[comp.lang.c] Sizes and types

mwm@eris.UUCP (10/28/87)

[Followups have been pointed to net.lang.c.]

In article <3626@sol.ARPA> crowl@cs.rochester.edu (Lawrence Crowl) writes:
<In article <2262@sfsup.UUCP> mpl@sfsup.UUCP (M.P.Lindner) writes:
<>3. as for the people who say "Never use the basic types", I say the following:
<>	1. use "char" to mean a character or a byte (guaranteed in K&R)
<
<Use char to mean a character.  Use "typedef char applicationtype" when the best
<implementation for the intended use happens to be a char on your machine.  My
<six bit char may not give the range you assumed because of your chars are
<twelve bits.
<

Sigh. This seems to come up every so often, and generates the same
discussion each time. Why not go right to the end this time?

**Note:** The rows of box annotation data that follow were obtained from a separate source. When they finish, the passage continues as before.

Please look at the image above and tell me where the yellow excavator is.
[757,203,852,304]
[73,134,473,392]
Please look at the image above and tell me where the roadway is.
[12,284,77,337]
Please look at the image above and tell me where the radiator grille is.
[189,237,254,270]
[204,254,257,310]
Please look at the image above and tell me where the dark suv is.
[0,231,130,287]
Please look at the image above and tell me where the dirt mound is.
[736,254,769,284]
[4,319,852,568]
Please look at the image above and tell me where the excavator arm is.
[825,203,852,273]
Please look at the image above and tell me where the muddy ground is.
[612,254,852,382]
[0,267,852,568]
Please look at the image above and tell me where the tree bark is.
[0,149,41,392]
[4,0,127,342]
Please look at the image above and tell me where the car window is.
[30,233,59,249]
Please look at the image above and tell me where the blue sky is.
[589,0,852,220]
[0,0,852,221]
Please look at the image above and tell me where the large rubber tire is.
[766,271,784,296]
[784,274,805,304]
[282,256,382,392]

First, lets discuss sizes.  K&R says that shorts are no bigger than
ints, and longs are no shorter than ints. dpANS adds that shorts are
at least 16 bits, and longs at least 32. Since K&R alone allows a
simple a 2-bit typefor short, int and long, it's kind of useless. So
we'll assume the dpANS.

Given those sizes, the "simple" rules are as follows (MP linder got
them right).

	1. Use "char" to mean characters, or bytes.
	2. Use "short" for small integers which need to be small.
	3. Use "int" for small objects for which size doesn't matter.
	4. Use "long" for anything that won't fit in 16 bits.

Now, some notes:

1) Never use "char" to hold something being used as an integer. You
have no idea how big it may be on some other machine. Of course, if
something external requires a byte instead of a short for such, you
have no choice.

2) "Small" integers fit in 16 bits. If they don't fit in 16 bits, use
long, period.

3) ints should be the fastest type that holds at least 16 bits.
Unfortunately, dpANS kept the K&R "most natural" wording, which means
there may be environments where ints *aren't* the fastest type.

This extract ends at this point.